Notre corps nécessite une certaine quantité d’énergie pour nous maintenir en vie, à travers le métabolisme de base, les processus digestifs, mentaux, émotionnels, physiques, etc. Et les processus d’élimination viennent bien souvent en dernier, à l’image de la société où le traitement des déchets vient souvent… en dernier 😉

L’idée de la detox et du jeûne est de permettre de faire remonter l’ensemble des processus éliminatifs en haut de la liste des priorités du corps. Comme pour un budget, on va augmenter les apports d’énergie, et diminuer au maximum les dépenses d’énergie, pour avoir une grande quantité d’énergie disponible pour éliminer. La santé et la vitalité sont de l’énergie, la maladie un manque d’énergie. Ici, on permet donc au corps de se reposer des tâches digestives et métaboliques et d’utiliser cette énergie pour se nettoyer, ce qui permet de guérir (ou du moins d’aller mieux). 

Les recharges et apports d’énergie se font par :
– le sommeil,
– la respiration,
– l’alimentation,
– le soleil, 
– la sexualité.

Les dépenses d’énergie se font par :
– l’activité mentale* (émotion + stress), petit vélo dans la tête,
– la digestion*,
– l’activité motrice (par le cœur, la respiration), consciente et inconsciente, métabolisme basal,
– la sexualité, 
– l’élimination et la detoxination.

* Ces deux activités, mentale et digestive, sont à égalité et en opposition, on peut difficilement effectuer l’une et l’autre ensemble. Il y a comme une compétitivité entre les deux. Si en mangeant, on se fait insulter, on ne va rien digérer (En plus pendant la dispute il y a production par les glandes surrénales de l’hormone cortisol qui bloque la digestion !) Et si on digère, on peut avoir du mal à se concentrer sur une tâche intellectuelle. 

Une moindre charge digestive va donc permettre la détoxination et explique qu’un aliment soit, soi-disant, « plus detox » qu’un autre : exemples de la pastèque ou du melon, digérés en 20 minutes environ, et qui laissent donc plus d’énergie disponible pour le nettoyage, pour l’élimination, pour guérir et régénérer. 

Tout l’art de la detox consiste donc à y aller progressivement et qu’il y ait ainsi adéquation entre ce qui est éliminé de la cellule vers le sang et ce qui est éliminé du sang vers les émonctoires. Moins les effets de la détoxination sont importants, mieux c’est. On peut assister à un retour des anciens symptômes quand un produit est remis en circulation dans le sang. 

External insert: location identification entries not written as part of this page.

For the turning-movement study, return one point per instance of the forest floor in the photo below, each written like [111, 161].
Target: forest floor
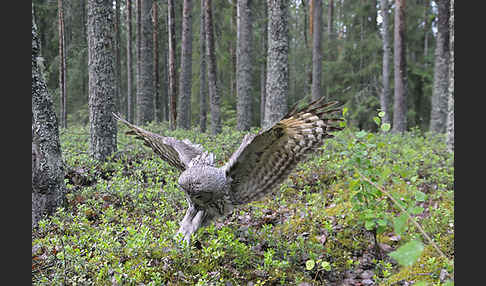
[325, 225]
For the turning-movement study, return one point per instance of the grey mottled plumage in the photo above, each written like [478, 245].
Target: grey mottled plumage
[261, 163]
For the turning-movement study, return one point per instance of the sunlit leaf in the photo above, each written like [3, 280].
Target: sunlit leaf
[407, 254]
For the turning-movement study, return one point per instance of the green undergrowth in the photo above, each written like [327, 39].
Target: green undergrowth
[325, 223]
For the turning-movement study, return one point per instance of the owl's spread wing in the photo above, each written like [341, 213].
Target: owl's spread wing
[264, 160]
[179, 153]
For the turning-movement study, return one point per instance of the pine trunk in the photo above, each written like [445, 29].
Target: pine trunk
[263, 75]
[385, 93]
[103, 129]
[117, 58]
[438, 115]
[155, 39]
[450, 113]
[316, 89]
[215, 108]
[172, 67]
[277, 62]
[400, 69]
[184, 112]
[244, 65]
[62, 67]
[48, 186]
[145, 84]
[203, 85]
[129, 63]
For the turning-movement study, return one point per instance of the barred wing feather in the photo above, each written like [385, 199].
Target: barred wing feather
[179, 153]
[264, 160]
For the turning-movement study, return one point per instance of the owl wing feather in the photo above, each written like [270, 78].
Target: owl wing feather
[264, 160]
[179, 153]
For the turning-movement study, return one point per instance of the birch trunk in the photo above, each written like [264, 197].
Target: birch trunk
[243, 65]
[103, 129]
[47, 169]
[277, 62]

Il est important de prendre en compte l’état du système nerveux de la personne lors de ce processus de nettoyage, car il conditionne le bon fonctionnement des émonctoires et des processus éliminatifs : nos organismes sont souvent trop épuisés pour tout gérer par eux-mêmes, et la charge toxémique est souvent trop importante. 

En toute, le système nerveux joue un rôle fondamental durant le jeûne. Pour faire simple, il existe deux systèmes de fonctionnement dans notre organisme : le système lutte ou fuite (et inhibition), et le système calme contact.

Le système lutte ou fuite s’activait instinctivement à l’époque où on tombait sur un mammouth en pleine nature : tout le corps s’active et se met en branle pour avoir le plus d’énergie possible pour détaler et fuir, ou pour combattre le mammouth, l’acuité visuel est à son maximum, le coeur bat très vite, les poumons respirent fort, la motricité digestive diminue, on réfléchit au taquet et tout va très vite, tout circule très vite dans l’organisme. L’organisme est en mode catabolisme. Il n’est pas temps, de cicatriser, de se détendre, de digérer, de réparer les tissus, d’éliminer… Le corps passe sous influence du système nerveux sympathique, et répond au stress. Aujourd’hui, la montre, notre patron, les ondes et écrans, la pollution, le manque de sommeil, l’agressivité, l’agitation permanente et autres injonctions extérieures ou injonctions que l’on s’impose à soi-même ont remplacé le mammouth, et le stress est devenu chronique.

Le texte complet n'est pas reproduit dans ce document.